Assheton was more a compiler than an original writer. Assheton published anti-nonconformist pamphlets as well as works of popular devotion for lay people and collected editions of works by major theological writers. He was a man of learning, 'readily subscribed to the publishing all critical, learned, and laborious works,' and had a good library, the duplicates from which he gave for the use of ministers in Wales and in the highlands of Scotland. He dealt easily with his parishioners on the sore point of tithes, preached regularly, kept hospitality, and, though trying to live peaceably, was not afraid to rebuke those whose conduct seemed to deserve it. It is noted as a sign of his moderation that he did not set up a coach until the ill-health of his wife required it. At one time he preached extemporaneously, but afterwards resorted to written discourses, because on one occasion a woman swooned in his congregation, and the commotion so upset the good man that he was unable to recover the thread of his thoughts.

==Insurance fund==
Assheton's scheme for providing annuities for the 'widows of the clergy and others' was the earliest attempt in England on a large scale in the direction of modern life insurance. His plan was offered unsuccessfully to the Corporation of the Sons of the Clergy, and to the Bank of England, but was eventually adopted by the Mercers' Company in 1698. Its failure was due to poor knowledge of vital statistics. Something like a scale was formed. Married men under thirty were allowed to subscribe just £100; under forty they might not subscribe more than £500; under sixty they were limited to £300.

John Francis wrote:
'When this was commenced, it was considered a very notable plan. It was thought that it would prove a good business speculation; and on considerable sums being subscribed the corporation rejoiced greatly. It was soon discovered, however, that the undertaking was founded on a mistake; so the first breach of faith was in lowering the annuity. This proved insufficient, and the company became unable to meet their engagements. They had fixed payments to their annuitants at the rate of thirty per cent., and now they saw their funds almost annihilated by the error.

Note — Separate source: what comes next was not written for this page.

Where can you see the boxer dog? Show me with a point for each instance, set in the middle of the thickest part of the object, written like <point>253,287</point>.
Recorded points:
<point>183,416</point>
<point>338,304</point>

At last they stopped payment altogether; but the distress was so acute that, recollecting one or two forced loans they had made to the monarchs of England in the troublous times of old, they petitioned parliament in 1747 for assistance. [...] At Michaelmas 1745 they found themselves indebted to the said charities and their other creditors 100,000l.; they were liable for present annuities to the extent of 7,620l.; for annuities in expectancy, 1,000l. a year; the whole of their income being 4,100l.'

The parliamentary aid amounted, according to Richard Price in his Observations on Reversionary Payments, to £3,000 per annum, and they were then able to meet their engagements.